一方で、赤ちゃんやこどもの、なんと健やかなことか。3歳までは神の子とよくいうけれど、より自然に近い存在なんだなーと、感じた。

森のようちえんの先生が、おっしゃっていたことが印象的で。
~発達が気になるお子さんが、森のようちえんにはいって、好きなことを好きなようにやる、と、子どもたちがその子を認め、そのままで良いという関わりをしていくと、結果的に、発達が伸びるのが早い~
とだいたいそんなこと。

それって、引き上げようみんなと同じにしようと、しない方が結果的に引き上げられるということ!?凸凹をならそうとするより、凸凹がいいねという方が、凸凹じゃなくなっていくってこと!?

統計とって、研究結果出してほしいくらい。大事なことが潜んでいるのでは……!?

いっぱい刺激をもらって、帰ってから、娘に優しくなれた気がする。子どもの行動の意味づけは大人の心持ちが6割だなぁとつくづく感じる。

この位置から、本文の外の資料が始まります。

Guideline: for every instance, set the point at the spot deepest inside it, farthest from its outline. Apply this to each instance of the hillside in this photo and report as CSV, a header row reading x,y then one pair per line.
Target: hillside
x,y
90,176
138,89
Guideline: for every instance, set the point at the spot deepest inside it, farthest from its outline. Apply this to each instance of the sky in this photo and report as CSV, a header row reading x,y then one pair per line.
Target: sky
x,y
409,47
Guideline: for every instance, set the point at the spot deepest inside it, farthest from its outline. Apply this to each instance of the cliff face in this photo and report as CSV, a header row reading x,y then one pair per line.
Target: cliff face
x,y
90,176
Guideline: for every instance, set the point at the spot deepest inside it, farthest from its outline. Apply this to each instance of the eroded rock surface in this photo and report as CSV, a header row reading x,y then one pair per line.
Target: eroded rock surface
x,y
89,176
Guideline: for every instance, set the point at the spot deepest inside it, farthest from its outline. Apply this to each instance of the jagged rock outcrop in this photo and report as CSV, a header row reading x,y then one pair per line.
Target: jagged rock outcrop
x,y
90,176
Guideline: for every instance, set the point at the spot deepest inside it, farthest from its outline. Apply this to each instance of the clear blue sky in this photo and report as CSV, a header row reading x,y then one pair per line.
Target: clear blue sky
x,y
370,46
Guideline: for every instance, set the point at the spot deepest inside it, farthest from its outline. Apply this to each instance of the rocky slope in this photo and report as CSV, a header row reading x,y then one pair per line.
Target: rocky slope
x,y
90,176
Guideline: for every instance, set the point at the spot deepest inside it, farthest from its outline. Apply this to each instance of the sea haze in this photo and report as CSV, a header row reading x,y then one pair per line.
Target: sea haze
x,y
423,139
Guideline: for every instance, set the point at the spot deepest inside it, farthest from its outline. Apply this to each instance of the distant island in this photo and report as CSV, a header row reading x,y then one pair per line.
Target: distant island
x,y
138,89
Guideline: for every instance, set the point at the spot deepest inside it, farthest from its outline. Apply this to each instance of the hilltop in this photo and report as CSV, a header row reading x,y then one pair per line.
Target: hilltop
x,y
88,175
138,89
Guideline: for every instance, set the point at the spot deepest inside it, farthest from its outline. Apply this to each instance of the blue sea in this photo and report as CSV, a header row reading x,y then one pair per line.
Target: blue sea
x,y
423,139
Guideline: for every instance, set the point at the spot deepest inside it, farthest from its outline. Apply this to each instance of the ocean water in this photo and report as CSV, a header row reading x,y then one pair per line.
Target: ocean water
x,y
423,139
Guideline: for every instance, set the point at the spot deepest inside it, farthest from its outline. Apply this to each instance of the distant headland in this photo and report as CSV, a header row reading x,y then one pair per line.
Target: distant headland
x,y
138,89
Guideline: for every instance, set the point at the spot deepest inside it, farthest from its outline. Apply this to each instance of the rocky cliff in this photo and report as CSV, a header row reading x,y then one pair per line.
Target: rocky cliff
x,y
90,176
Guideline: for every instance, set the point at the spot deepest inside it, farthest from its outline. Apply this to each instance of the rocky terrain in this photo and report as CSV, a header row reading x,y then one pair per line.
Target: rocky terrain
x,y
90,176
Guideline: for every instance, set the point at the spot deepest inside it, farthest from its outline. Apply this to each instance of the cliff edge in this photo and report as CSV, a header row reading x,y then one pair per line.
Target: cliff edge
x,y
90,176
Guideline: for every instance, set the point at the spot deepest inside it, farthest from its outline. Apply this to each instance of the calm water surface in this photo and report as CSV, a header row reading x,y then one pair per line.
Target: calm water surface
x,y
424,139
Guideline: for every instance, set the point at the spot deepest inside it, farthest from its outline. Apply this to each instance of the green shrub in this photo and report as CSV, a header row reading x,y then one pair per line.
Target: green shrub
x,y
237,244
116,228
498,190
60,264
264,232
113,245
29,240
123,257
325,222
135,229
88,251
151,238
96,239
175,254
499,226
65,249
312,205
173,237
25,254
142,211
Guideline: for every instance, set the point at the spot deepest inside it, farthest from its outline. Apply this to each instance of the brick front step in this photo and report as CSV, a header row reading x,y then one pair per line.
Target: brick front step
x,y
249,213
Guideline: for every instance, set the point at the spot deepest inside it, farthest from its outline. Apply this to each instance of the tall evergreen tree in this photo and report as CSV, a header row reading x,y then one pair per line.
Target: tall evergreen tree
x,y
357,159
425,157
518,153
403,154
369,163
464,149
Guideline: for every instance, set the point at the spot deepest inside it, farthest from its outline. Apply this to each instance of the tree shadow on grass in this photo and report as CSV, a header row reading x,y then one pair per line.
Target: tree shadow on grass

自戒をこめて。
そうはいっても生活は、ちまちましたものの連続なのだし、やっぱり賃貸の壁に描かれるのは勘弁で、必死に止めて必死に消している、私は小さな人間だけど。

そんな小さなスケールの中で生きている私に、地球の大きさと、大きな時間の流れを感じさせてくれて、娘よ、優しい人たちよ、そして自然よ、ありがとうございます。